Client turns 70 ½ on Dec 23, 2016. They took a Qualified Charitable Distribution (QCD) out in October 2016 – direct to their church.  Will this create a problem for them? Thanks.


Yes, this is a problem. A QCD can only be done once the IRA owner or beneficiary attains age 70 ½. Your client is not eligible to do a QCD until December 24, 2016. They also do not have the option of putting the funds back in the IRA and waiting until December 24th. The amount of the RMD is not eligible for rollover.



Daughter Inherited an IRA in 2010 and she lives overseas (NZ). Schwab now demands that this account be transferred or liquidated as they no longer service overseas residents even though they are US citizens with SS #. I have been unable to locate any firm to be a custodian for this IRA account due to new regulations. Any ideas or experience with this issue? Thanks! – Jerry


We are beginning to see more problems in this area as our economy and lives become more global. If the client has existing accounts at another financial institution, she should check with them to see if they would also hold her inherited IRA. Another option would be to check with U.S. institutions that have international operations, especially if they have an office in NZ.  



Ed – Great presentation at our 1st global conference on Wednesday. I had a question regarding RMD’s that I didn’t get a chance to ask you last week.

In calculating the annual RMD, you must aggregate all IRA’s. My question relates to taking distributions out of an IRA annuity (not income withdrawal). Once you start the annual IRA annuity distributions, I get conflicting opinions on whether or not the annuity distributions are still part of your IRA aggregation, or are they stand alone distributions and no linger part of the annual IRA aggregation?
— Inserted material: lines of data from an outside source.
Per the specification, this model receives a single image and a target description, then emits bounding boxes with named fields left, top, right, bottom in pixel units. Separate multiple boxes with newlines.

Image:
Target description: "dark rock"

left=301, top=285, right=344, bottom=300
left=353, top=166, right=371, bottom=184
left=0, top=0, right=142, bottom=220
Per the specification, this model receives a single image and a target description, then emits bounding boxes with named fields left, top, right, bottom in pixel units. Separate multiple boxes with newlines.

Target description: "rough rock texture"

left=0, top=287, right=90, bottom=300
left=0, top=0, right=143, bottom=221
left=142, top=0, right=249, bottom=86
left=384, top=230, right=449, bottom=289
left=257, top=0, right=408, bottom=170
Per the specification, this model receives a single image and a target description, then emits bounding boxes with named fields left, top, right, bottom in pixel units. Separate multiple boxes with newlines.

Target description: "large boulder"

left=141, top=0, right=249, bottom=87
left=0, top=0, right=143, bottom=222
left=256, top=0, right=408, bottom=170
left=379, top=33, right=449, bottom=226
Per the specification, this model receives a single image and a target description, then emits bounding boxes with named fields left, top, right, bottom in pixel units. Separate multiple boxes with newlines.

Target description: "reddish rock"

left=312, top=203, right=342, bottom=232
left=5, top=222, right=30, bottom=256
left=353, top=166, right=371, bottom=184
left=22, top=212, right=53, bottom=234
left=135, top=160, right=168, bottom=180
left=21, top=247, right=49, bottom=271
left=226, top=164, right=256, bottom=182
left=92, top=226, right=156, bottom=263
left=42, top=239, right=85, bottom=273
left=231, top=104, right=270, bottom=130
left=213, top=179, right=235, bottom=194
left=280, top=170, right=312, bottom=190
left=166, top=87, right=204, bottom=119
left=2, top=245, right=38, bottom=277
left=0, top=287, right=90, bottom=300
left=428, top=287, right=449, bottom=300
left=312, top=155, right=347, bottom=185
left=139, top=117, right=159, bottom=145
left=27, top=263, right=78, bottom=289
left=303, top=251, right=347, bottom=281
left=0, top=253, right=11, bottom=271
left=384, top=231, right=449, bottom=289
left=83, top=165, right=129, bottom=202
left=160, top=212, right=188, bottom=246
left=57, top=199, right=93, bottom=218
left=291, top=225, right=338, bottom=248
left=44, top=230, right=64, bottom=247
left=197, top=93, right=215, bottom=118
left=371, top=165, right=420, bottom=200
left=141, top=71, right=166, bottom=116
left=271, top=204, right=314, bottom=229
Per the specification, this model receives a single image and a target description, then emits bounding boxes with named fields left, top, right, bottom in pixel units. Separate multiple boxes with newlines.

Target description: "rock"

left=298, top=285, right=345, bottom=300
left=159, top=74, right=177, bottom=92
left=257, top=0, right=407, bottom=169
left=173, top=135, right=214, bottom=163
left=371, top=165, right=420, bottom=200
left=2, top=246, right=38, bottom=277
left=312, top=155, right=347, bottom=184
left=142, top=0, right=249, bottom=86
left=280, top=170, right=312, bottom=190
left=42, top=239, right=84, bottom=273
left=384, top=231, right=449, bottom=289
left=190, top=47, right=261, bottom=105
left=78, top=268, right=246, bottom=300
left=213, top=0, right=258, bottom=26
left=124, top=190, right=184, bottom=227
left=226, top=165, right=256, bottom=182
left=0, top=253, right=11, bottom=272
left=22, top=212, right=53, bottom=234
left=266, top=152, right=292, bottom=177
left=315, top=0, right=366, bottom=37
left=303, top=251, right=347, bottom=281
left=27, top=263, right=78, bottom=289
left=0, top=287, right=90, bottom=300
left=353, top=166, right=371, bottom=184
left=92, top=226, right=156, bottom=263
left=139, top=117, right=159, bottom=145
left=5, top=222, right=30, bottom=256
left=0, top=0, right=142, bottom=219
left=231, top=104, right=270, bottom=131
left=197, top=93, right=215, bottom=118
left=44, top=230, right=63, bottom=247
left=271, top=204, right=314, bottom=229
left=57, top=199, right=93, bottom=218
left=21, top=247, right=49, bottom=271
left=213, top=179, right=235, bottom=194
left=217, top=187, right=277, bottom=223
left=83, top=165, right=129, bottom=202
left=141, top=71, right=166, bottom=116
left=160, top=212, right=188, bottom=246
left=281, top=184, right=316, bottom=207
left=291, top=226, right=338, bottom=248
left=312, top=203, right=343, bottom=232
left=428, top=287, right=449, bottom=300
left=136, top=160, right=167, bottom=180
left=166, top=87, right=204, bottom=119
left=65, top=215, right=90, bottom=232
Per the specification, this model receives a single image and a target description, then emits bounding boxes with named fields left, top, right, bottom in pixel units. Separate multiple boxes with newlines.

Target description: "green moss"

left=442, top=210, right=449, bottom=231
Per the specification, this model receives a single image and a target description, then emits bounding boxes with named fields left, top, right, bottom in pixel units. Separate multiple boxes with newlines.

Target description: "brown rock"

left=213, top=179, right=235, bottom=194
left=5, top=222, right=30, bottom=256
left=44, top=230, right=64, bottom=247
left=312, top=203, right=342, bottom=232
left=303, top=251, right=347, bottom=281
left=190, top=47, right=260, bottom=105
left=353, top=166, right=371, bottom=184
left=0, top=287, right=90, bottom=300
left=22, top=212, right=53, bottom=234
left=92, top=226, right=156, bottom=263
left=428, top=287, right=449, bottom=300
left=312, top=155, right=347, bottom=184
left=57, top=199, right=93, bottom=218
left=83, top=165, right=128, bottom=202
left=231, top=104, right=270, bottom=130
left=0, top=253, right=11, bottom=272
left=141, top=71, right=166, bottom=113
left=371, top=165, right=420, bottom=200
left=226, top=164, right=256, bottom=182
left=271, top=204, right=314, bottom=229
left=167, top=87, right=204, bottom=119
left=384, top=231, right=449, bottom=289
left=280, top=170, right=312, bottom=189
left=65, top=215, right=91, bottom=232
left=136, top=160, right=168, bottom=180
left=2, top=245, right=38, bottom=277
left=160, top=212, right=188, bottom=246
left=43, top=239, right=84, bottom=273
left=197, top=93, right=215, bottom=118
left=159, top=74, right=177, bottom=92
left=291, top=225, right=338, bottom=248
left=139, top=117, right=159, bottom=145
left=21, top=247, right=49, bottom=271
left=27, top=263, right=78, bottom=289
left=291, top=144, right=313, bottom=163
Thanks for your help


IRS guidance says that the RMD should be calculated for each IRA separately, then RMDs can be combined and taken from any one or group of IRAs as long as the total RMD amount is taken each year.

You are getting conflicting information regarding annuities because the IRS has never clarified this issue. The tax code says that if an annuity is annuitized for more than 10 years or over life expectancy, which is an irrevocable election, then the distributions from that annuity are the RMD for that annuity. No part of that distribution can be used to satisfy any other RMDs for the IRA owner. Many annuity companies and retirement experts apply that reasoning to any annuity that has been annuitized, even if the annuity period is less than 10 years or life expectancy.